D’abord, les travailleurs indépendants peuvent solliciter un report d’un an du paiement des cotisations sociales provisoires. Cette mesure vaut pour les cotisations provisoires des premier et deuxième trimestre de 2020. Par exemple : la cotisation relative au premier trimestre de 2020 sera payée avant le 31 mars 2021 (celle relative au deuxième trimestre 2020, sera payée avant fin juin 2021). La demande peut être introduite jusqu’au 15 juin 2020.

Cette demande doit se faire via votre caisse d’assurances sociales. Vous devez fournir les nom et prénom(s), le domicile de la personne employée, le nom et le siège de l’exploitation ainsi que le numéro d’entreprise. Evidemment, il n’y aura aucune majoration due à un paiement tardif pour les travailleurs indépendants.

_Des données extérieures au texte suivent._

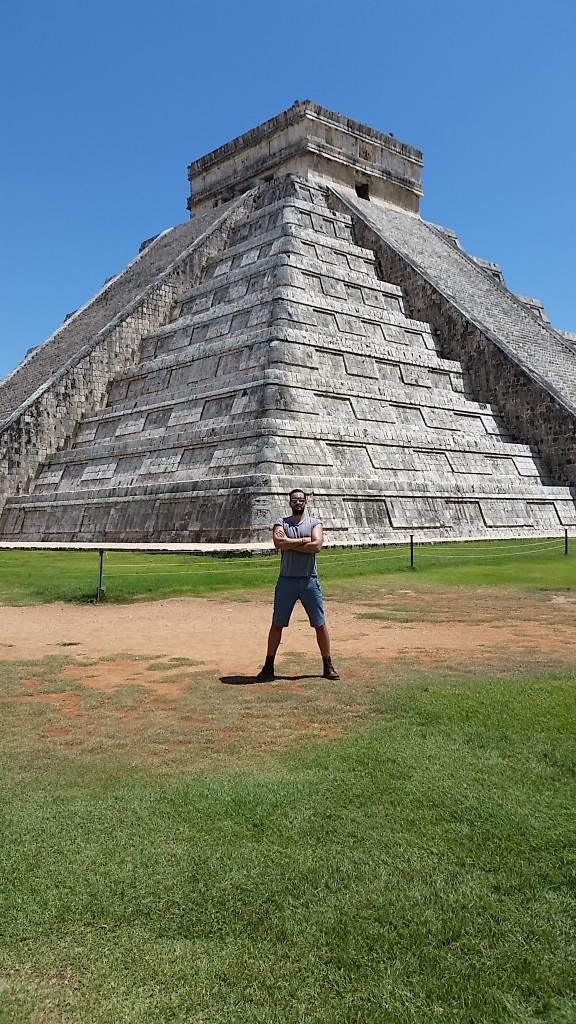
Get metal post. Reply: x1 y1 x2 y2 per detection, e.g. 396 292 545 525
96 551 106 601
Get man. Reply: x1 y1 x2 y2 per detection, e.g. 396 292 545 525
256 487 340 683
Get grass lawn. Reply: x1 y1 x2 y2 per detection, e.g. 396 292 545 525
0 663 576 1024
0 542 576 1024
0 538 576 604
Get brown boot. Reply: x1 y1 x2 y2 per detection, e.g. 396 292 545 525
322 657 340 679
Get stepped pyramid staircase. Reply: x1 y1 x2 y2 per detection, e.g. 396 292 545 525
0 108 576 545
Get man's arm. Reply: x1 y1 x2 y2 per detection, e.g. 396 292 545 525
273 522 324 555
302 522 324 555
272 525 311 554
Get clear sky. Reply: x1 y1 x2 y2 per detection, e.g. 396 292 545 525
0 0 576 377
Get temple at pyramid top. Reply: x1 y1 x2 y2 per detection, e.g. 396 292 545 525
0 100 576 546
188 99 422 215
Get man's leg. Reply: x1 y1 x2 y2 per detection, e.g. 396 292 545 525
300 577 340 679
256 577 298 683
316 626 330 657
266 626 284 657
256 624 284 683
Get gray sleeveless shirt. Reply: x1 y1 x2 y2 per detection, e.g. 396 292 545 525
274 515 322 577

Ensuite, les travailleurs indépendants peuvent aussi solliciter une réduction de leurs cotisations sociales provisoires pour l’année 2020. Pour cela, il faut vous adresser à votre caisse d’assurances sociales.

Enfin, ils peuvent aussi demander leurs dispenses complètes. Dans le cadre des problèmes dus au coronavirus, et pour accélérer le traitement des dossiers, les indépendants doivent, en plus d’un formulaire en ligne, l’envoyer aussi à cette adresse : mailbox-dvr@rsvz-inasti.fgov.be

3. Etalement de la TVA, impôt des sociétés, précompte

C’est écrit noir sur blanc dans la note du conseil des ministres du 6 mars dernier, un plan de paiement sur la TVA sera mis en place. Il faudra pour cela prouver que les difficultés de paiement sont en lien avec le covid-19, notamment via la démonstration d’un chiffre d’affaires, annulation de commandes et de réservations, des effets de "réaction en chaîne", de difficultés d’entreprises partenaires. La même disposition est possible concernant le paiement de l’impôt des sociétés et le précompte professionnel.

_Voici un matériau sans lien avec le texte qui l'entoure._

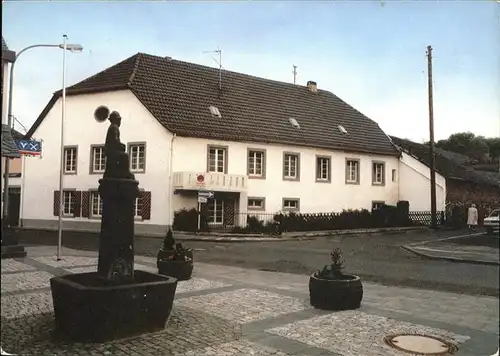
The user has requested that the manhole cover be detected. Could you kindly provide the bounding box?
[384,334,457,356]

Cela sera-t-il suffisant pour permettre aux indépendants de supporter le choc ? Notre restauratrice en doute : "Si on ne sait pas honorer certains paiements maintenant, je ne vois pas pourquoi on pourra le faire plus tard ou dans un an, à moins que l’activité reprenne en flèche", soupire Mirabelle Bucher.

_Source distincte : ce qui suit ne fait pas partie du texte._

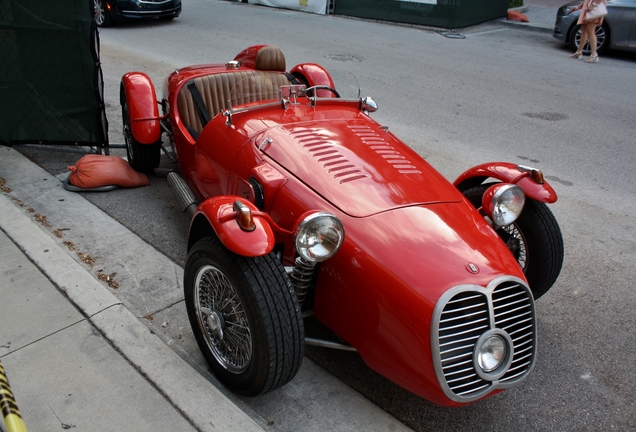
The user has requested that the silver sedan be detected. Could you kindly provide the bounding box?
[552,0,636,54]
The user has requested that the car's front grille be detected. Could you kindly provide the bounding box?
[431,278,536,402]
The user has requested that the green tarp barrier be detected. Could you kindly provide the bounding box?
[0,0,108,150]
[334,0,508,29]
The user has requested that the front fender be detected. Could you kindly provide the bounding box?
[453,162,557,204]
[188,196,275,257]
[120,72,161,144]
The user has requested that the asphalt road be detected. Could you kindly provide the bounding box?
[9,0,636,431]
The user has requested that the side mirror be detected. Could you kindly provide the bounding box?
[360,96,378,114]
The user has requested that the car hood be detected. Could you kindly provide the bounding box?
[255,118,462,217]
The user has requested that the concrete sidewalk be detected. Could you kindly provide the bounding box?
[0,193,263,432]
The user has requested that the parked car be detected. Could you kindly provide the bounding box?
[93,0,181,27]
[553,0,636,54]
[120,45,564,406]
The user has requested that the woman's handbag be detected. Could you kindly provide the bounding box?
[585,2,607,22]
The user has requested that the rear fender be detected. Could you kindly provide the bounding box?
[453,162,557,204]
[119,72,161,144]
[289,63,336,97]
[188,196,275,257]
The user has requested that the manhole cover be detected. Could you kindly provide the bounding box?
[325,54,362,62]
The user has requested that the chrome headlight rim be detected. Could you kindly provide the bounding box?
[482,183,526,227]
[473,329,514,381]
[294,211,345,263]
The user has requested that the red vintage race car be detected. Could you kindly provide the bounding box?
[121,45,563,406]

Toutes ces mesures représentent un total de plus de 500 millions d’euros d’aides apportées aux indépendants. C’est sans compter le soutien régional : la Wallonie, qui a déjà promis un fonds de 100 millions d’aides directs, la Flandre et sa promesse d’indemnisations forfaitaires, ainsi que la Région bruxelloise. Celle-ci a mis à jour un site important pour répondre à toutes vos questions. Il est question, notamment, de garanties publiques sur des prêts bancaires.